Indefiniteness for Multiple Plausible Claim Constructions
The Board stated that "we employ a lower threshold of ambiguity when reviewing a pending claim for indefiniteness than those used by post-issuance reviewing courts. In particular, rather than requiring that the claims are insolubly ambiguous, we hold that if a claim is amenable to two or more plausible claim constructions, the USPTO is justified in requiring the applicant to more precisely define the metes and bounds of the claimed invention by holding the claim unpatentable under 35 U.S.C. § 112, second paragraph, as indefinite. " Miyazaki, slip op. at 11-12.
The Board remarkably departs from more than a century of precedent that permits plural interpretations . . . A unique aspect of the Board's opinion is that it provides a ground for invalidity under 35 USC § 112, ¶ 2, that is applicable only in the case of a pending application and not a granted patent. Presumably, a perfectly valid claim in a granted patent that is put through a reissue proceeding to consider a different issue would now be subject to rejection under 35 USC § 112, ¶ 2.

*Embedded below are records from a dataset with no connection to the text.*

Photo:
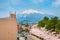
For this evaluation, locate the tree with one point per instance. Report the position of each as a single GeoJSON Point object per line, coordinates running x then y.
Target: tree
{"type": "Point", "coordinates": [57, 29]}
{"type": "Point", "coordinates": [26, 25]}
{"type": "Point", "coordinates": [51, 23]}
{"type": "Point", "coordinates": [41, 24]}
{"type": "Point", "coordinates": [46, 18]}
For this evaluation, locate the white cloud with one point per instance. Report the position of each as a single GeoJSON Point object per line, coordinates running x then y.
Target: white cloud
{"type": "Point", "coordinates": [29, 11]}
{"type": "Point", "coordinates": [15, 2]}
{"type": "Point", "coordinates": [56, 3]}
{"type": "Point", "coordinates": [37, 1]}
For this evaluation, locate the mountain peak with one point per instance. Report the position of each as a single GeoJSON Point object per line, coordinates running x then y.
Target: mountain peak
{"type": "Point", "coordinates": [29, 11]}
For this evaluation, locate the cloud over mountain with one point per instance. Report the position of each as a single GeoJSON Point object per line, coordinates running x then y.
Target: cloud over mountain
{"type": "Point", "coordinates": [29, 11]}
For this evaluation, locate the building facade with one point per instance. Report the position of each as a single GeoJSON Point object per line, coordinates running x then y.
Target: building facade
{"type": "Point", "coordinates": [8, 30]}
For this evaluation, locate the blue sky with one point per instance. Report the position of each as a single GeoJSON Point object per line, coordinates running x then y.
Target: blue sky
{"type": "Point", "coordinates": [51, 7]}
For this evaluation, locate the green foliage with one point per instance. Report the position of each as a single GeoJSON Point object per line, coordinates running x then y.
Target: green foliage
{"type": "Point", "coordinates": [26, 25]}
{"type": "Point", "coordinates": [40, 24]}
{"type": "Point", "coordinates": [43, 22]}
{"type": "Point", "coordinates": [57, 27]}
{"type": "Point", "coordinates": [51, 23]}
{"type": "Point", "coordinates": [45, 18]}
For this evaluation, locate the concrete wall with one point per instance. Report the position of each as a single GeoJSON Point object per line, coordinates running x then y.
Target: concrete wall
{"type": "Point", "coordinates": [8, 28]}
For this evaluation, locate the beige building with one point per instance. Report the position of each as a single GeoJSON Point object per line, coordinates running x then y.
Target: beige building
{"type": "Point", "coordinates": [8, 28]}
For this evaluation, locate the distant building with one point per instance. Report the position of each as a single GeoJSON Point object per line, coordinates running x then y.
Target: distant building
{"type": "Point", "coordinates": [8, 30]}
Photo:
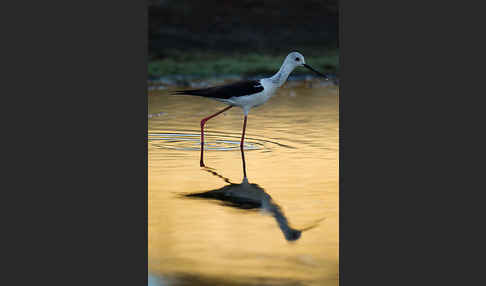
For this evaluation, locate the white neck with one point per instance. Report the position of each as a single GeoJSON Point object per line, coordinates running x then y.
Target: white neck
{"type": "Point", "coordinates": [281, 76]}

The Board's rationale for its departure: "The USPTO, as the sole agency vested with the authority to grant exclusionary rights to inventors for patentable inventions, has a duty to guard the public against patents of ambiguous and vague scope. Such patents exact a cost on society due to their ambiguity that is not commensurate with the benefit that the public gains from disclosure of the invention. The USPTO is justified in using a lower threshold showing of ambiguity to support a finding of indefiniteness under 35 U.S.C. § 112, second paragraph, because the applicant has an opportunity and a duty to amend the claims during prosecution to more clearly and precisely define the metes and bounds of the claimed invention and to more clearly and precisely put the public on notice of the scope of the patent." Id., slip op. at 12.


2 Comments:
"Presumably, a perfectly valid claim in a granted patent that is put through a reissue proceeding to consider a different issue would now be subject to rejection under 35 USC § 112, ¶ 2."

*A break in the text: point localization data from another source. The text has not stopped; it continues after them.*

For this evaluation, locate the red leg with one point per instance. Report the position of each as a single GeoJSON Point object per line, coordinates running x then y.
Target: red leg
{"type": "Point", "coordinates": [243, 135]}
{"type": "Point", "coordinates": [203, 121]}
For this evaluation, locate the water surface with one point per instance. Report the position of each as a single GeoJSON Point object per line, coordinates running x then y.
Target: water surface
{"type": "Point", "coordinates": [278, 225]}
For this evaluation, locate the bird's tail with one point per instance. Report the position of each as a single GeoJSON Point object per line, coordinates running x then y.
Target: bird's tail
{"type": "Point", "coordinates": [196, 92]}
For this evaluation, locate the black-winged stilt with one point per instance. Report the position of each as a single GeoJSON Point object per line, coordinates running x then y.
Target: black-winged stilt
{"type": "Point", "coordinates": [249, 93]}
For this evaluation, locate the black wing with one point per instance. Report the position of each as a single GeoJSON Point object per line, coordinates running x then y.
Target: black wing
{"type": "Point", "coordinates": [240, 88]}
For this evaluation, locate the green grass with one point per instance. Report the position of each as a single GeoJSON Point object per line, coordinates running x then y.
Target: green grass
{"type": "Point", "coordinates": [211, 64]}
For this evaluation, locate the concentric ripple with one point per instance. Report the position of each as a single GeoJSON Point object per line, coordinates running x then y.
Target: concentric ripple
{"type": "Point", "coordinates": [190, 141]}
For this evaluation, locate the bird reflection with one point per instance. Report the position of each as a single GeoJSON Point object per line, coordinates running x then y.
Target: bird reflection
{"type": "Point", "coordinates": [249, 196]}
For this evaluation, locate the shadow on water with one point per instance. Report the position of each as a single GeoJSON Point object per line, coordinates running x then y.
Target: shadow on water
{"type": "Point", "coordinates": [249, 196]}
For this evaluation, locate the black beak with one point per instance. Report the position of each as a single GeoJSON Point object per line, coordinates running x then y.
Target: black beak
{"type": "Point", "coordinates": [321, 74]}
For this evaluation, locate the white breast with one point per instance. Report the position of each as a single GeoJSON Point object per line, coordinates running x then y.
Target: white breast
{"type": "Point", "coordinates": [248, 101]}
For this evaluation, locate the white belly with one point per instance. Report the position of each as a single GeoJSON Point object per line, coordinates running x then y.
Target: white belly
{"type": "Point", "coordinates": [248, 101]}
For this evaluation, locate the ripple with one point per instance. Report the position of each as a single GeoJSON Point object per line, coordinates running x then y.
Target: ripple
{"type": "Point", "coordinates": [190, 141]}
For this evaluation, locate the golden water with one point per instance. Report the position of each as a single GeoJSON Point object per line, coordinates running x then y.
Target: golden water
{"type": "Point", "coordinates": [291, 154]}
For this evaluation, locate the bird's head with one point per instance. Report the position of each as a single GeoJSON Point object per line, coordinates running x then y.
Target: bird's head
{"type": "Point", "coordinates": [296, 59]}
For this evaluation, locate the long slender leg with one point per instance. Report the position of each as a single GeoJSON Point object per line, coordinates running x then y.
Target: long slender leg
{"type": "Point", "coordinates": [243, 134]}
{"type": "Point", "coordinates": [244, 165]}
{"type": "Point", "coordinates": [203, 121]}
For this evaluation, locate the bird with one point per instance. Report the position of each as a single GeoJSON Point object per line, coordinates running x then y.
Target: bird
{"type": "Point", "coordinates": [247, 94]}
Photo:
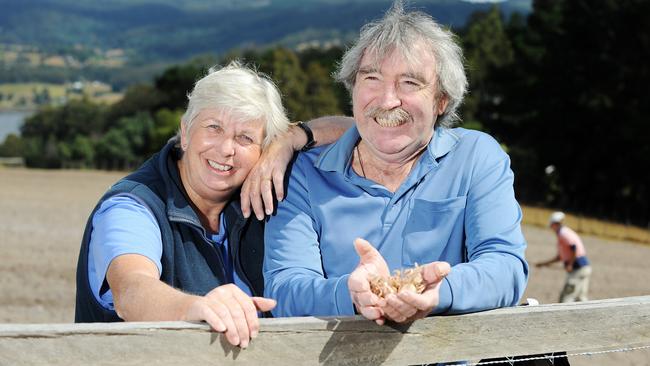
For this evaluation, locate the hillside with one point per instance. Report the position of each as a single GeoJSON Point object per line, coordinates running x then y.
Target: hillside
{"type": "Point", "coordinates": [152, 30]}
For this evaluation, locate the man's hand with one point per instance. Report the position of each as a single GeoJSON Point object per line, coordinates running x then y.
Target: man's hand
{"type": "Point", "coordinates": [407, 306]}
{"type": "Point", "coordinates": [371, 264]}
{"type": "Point", "coordinates": [268, 175]}
{"type": "Point", "coordinates": [229, 310]}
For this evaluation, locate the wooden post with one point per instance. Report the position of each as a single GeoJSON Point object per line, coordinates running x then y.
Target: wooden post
{"type": "Point", "coordinates": [577, 327]}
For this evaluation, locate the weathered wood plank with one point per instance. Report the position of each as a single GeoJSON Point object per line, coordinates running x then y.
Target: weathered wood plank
{"type": "Point", "coordinates": [594, 325]}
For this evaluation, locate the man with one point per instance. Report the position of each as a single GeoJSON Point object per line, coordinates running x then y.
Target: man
{"type": "Point", "coordinates": [406, 182]}
{"type": "Point", "coordinates": [571, 251]}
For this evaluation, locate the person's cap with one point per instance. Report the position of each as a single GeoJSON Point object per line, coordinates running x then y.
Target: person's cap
{"type": "Point", "coordinates": [556, 217]}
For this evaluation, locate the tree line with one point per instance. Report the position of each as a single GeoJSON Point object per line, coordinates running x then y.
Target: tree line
{"type": "Point", "coordinates": [564, 90]}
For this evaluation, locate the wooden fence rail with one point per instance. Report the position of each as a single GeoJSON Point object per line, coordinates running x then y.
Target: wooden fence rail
{"type": "Point", "coordinates": [578, 327]}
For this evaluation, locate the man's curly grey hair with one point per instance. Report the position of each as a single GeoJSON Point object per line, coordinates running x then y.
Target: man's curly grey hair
{"type": "Point", "coordinates": [397, 31]}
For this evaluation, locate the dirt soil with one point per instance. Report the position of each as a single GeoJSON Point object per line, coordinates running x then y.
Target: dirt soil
{"type": "Point", "coordinates": [43, 213]}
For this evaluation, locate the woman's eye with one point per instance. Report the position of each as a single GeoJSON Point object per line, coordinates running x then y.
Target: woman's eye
{"type": "Point", "coordinates": [411, 85]}
{"type": "Point", "coordinates": [215, 127]}
{"type": "Point", "coordinates": [245, 140]}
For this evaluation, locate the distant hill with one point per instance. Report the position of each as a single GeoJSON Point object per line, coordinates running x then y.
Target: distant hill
{"type": "Point", "coordinates": [171, 30]}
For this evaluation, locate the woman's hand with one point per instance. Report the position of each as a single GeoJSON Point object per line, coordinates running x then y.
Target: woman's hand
{"type": "Point", "coordinates": [230, 311]}
{"type": "Point", "coordinates": [268, 173]}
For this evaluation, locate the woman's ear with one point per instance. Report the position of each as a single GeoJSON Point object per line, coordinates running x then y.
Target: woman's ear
{"type": "Point", "coordinates": [184, 138]}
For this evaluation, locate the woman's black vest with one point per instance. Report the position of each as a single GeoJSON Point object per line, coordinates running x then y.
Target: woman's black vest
{"type": "Point", "coordinates": [189, 260]}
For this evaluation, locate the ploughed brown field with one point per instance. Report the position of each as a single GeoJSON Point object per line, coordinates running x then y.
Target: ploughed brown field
{"type": "Point", "coordinates": [43, 213]}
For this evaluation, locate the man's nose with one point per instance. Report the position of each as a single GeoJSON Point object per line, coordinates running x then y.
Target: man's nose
{"type": "Point", "coordinates": [390, 97]}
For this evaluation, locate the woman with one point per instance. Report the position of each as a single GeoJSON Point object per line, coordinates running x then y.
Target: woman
{"type": "Point", "coordinates": [169, 241]}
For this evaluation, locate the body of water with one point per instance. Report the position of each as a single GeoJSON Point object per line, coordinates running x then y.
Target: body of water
{"type": "Point", "coordinates": [11, 121]}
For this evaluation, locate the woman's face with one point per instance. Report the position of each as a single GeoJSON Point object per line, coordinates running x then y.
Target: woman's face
{"type": "Point", "coordinates": [219, 151]}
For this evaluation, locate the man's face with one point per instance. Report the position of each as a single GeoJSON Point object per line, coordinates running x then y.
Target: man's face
{"type": "Point", "coordinates": [396, 103]}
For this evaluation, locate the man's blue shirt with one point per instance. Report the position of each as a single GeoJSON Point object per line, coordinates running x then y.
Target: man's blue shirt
{"type": "Point", "coordinates": [456, 205]}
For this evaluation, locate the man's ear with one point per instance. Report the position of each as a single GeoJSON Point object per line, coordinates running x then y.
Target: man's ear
{"type": "Point", "coordinates": [441, 106]}
{"type": "Point", "coordinates": [184, 138]}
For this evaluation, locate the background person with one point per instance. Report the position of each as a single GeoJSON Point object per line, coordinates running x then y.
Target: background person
{"type": "Point", "coordinates": [169, 241]}
{"type": "Point", "coordinates": [571, 252]}
{"type": "Point", "coordinates": [418, 190]}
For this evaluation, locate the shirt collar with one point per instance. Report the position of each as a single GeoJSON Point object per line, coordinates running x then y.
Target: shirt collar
{"type": "Point", "coordinates": [336, 157]}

Add the "new light" as to the question of patentability that this BPAI decision makes precedential and the in Re Swanson case and the weapon of re-exam and rejections under 35 USC § 112, ¶ 2 open floodgates of litigation/uncertainty and backlog to the USPTO.
As noted on Patently-O:
Name the case:
"Because no distinction is made in [the Statute] between prosecution in the PTO and enforcement in the courts, or between validity and infringement, we hold that [the Statute] applies regardless of the context in which the interpretation of means-plus-function language arises, i.e., whether as part of a patentability determination in the PTO or as a part of a validity or infringement determination in a court."
Whether means-plus-function or not, we are talking about interpretations of claim language are we not?